Mot de passe : Caviar

            Combien de fois entendrai-je encore parler de Jean ? Partout ! « C'est un chic type », « Un gars merveilleux », « Les Boches donneraient cher pour avoir sa peau »…

            Ils ne l'auront pas, mais arrêtèrent sa femme Laure Hennion , son oncle Jean Lebas, et son cousin Raymond Lebas, tous les trois morts en déportation.

            Ce Jean, c'est Jean du Nord, c'est Jean de Roubaix, c'est Jean Ballois . A l'état civil, le vrai, c'est Joseph Dubar…, ancien dessinateur en tissu qui, après les Beaux-Arts , est devenu artisan ébéniste.

            Il a 41 ans. Dès le lendemain de l'effondrement, dès juillet 1940, il s'est fait résistant. D'autorité, spontanément. « Caviar » qu'il a pour mot de passe donnera le nom de son réseau. Affublé de lunettes, l'accoutrement de l'ouvrier paisible qui se rend à son travail en vélo, il circule dans Roubaix ; il a installé son Q.G. au 90, Grand-Rue. Il changera souvent d'adresse, de nom et de silhouette, avec ou sans lunette, avec ou sans moustache, sans oublier l'usage fréquent des teintures !

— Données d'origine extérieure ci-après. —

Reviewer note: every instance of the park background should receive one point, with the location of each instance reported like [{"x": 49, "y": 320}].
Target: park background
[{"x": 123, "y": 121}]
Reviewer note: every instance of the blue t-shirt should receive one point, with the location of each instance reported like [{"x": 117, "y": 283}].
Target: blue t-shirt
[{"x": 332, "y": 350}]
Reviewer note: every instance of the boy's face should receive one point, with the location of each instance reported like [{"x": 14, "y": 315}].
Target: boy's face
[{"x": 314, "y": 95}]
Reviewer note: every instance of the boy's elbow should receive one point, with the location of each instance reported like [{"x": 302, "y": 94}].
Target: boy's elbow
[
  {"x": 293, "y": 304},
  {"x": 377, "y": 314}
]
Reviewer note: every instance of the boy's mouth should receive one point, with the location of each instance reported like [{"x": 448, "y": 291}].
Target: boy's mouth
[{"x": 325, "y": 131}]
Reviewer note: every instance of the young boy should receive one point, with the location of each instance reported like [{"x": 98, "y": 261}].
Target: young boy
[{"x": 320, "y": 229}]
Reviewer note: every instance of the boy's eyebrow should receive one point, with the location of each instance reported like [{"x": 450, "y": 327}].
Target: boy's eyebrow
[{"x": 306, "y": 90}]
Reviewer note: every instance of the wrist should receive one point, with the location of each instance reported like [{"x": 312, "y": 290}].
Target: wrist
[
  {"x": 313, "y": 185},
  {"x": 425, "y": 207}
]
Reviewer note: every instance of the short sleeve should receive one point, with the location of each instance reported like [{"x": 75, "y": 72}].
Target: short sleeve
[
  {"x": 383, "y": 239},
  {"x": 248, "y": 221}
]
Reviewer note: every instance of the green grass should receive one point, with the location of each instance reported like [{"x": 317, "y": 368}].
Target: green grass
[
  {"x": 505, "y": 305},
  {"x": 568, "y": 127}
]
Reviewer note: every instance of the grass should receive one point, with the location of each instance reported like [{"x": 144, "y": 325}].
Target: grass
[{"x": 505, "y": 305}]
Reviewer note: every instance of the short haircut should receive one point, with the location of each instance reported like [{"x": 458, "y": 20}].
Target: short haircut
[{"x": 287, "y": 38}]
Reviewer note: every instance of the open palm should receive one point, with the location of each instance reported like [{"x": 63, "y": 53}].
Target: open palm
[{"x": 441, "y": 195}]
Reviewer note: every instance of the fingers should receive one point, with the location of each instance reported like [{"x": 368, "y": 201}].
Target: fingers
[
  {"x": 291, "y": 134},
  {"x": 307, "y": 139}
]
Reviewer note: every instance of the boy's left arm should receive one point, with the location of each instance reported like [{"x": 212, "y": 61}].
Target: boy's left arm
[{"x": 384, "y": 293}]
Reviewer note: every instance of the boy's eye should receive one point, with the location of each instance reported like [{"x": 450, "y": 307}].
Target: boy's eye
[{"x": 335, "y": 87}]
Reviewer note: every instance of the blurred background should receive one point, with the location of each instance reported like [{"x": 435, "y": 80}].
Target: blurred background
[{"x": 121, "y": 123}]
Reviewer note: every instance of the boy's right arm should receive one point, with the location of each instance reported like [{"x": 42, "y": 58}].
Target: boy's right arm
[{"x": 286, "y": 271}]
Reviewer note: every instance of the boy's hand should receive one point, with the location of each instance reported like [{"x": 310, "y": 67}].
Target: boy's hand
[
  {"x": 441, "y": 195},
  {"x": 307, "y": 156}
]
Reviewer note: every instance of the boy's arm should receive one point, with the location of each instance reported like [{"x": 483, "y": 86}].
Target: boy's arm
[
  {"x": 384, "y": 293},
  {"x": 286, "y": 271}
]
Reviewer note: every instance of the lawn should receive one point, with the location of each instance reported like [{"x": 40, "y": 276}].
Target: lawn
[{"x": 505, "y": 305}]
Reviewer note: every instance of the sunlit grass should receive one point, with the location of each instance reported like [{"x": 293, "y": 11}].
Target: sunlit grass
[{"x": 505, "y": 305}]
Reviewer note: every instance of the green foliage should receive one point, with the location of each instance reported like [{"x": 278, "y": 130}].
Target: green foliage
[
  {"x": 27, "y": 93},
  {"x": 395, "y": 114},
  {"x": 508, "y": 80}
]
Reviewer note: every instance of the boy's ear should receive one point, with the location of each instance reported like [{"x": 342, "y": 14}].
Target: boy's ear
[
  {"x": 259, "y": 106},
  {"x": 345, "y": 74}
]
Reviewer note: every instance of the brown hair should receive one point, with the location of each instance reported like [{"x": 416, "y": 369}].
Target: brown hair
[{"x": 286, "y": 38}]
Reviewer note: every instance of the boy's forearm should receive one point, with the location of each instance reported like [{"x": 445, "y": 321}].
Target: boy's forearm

            La première mission qu'il s'est confiée : sauver les nombreux soldats alliés égarés dans la région, les Britanniques échappés de la souricière de Dunkerque, les prisonniers de guerre évadés, les aviateurs en détresse. Il les recueille, les héberge et les achemine vers la France non occupée.

            De vrais Belges ou de vrais Britanniques, il fait de faut ch'ti-mi , des gars du Nord qu'il baptise au guichet d'une gare, sur l'écritoire d'un bureau de poste, sur le marbre d'une table de café, au hasard d'un annuaire téléphonique, d'un bottin ou de sa fantaisie.

            D'après les services belges, plus de 700 personnes sont passées par son réseau avec une perte de 3% seulement à l'arrivée à Londres, performance si l'on songe aux deux frontières dangereuses qu'étaient la Somme, pour sortir de la zone interdite, et la ligne de démarcation pour sortir de la France occupée.

Des courriers de plus de 20 kilos

            En juillet 1941, il fut sollicité par les services belges pour l'acheminement de leur courrier jusqu'en Espagne. Il créé le réseau Ali-France. A partir d'août, chaque semaine, un courrier, groupant tous les envois des réseaux belges, partit de Bruxelles via Tournai, Roubaix et Paris pour Tours et Toulouse, ou pour Lyon, Montpellier et Perpignan. A ce service, s'ajoutera, à partir de juillet 1942, à la demande de Londres, le courrier fournit par un réseau installé à Roubaix : Zéro-France.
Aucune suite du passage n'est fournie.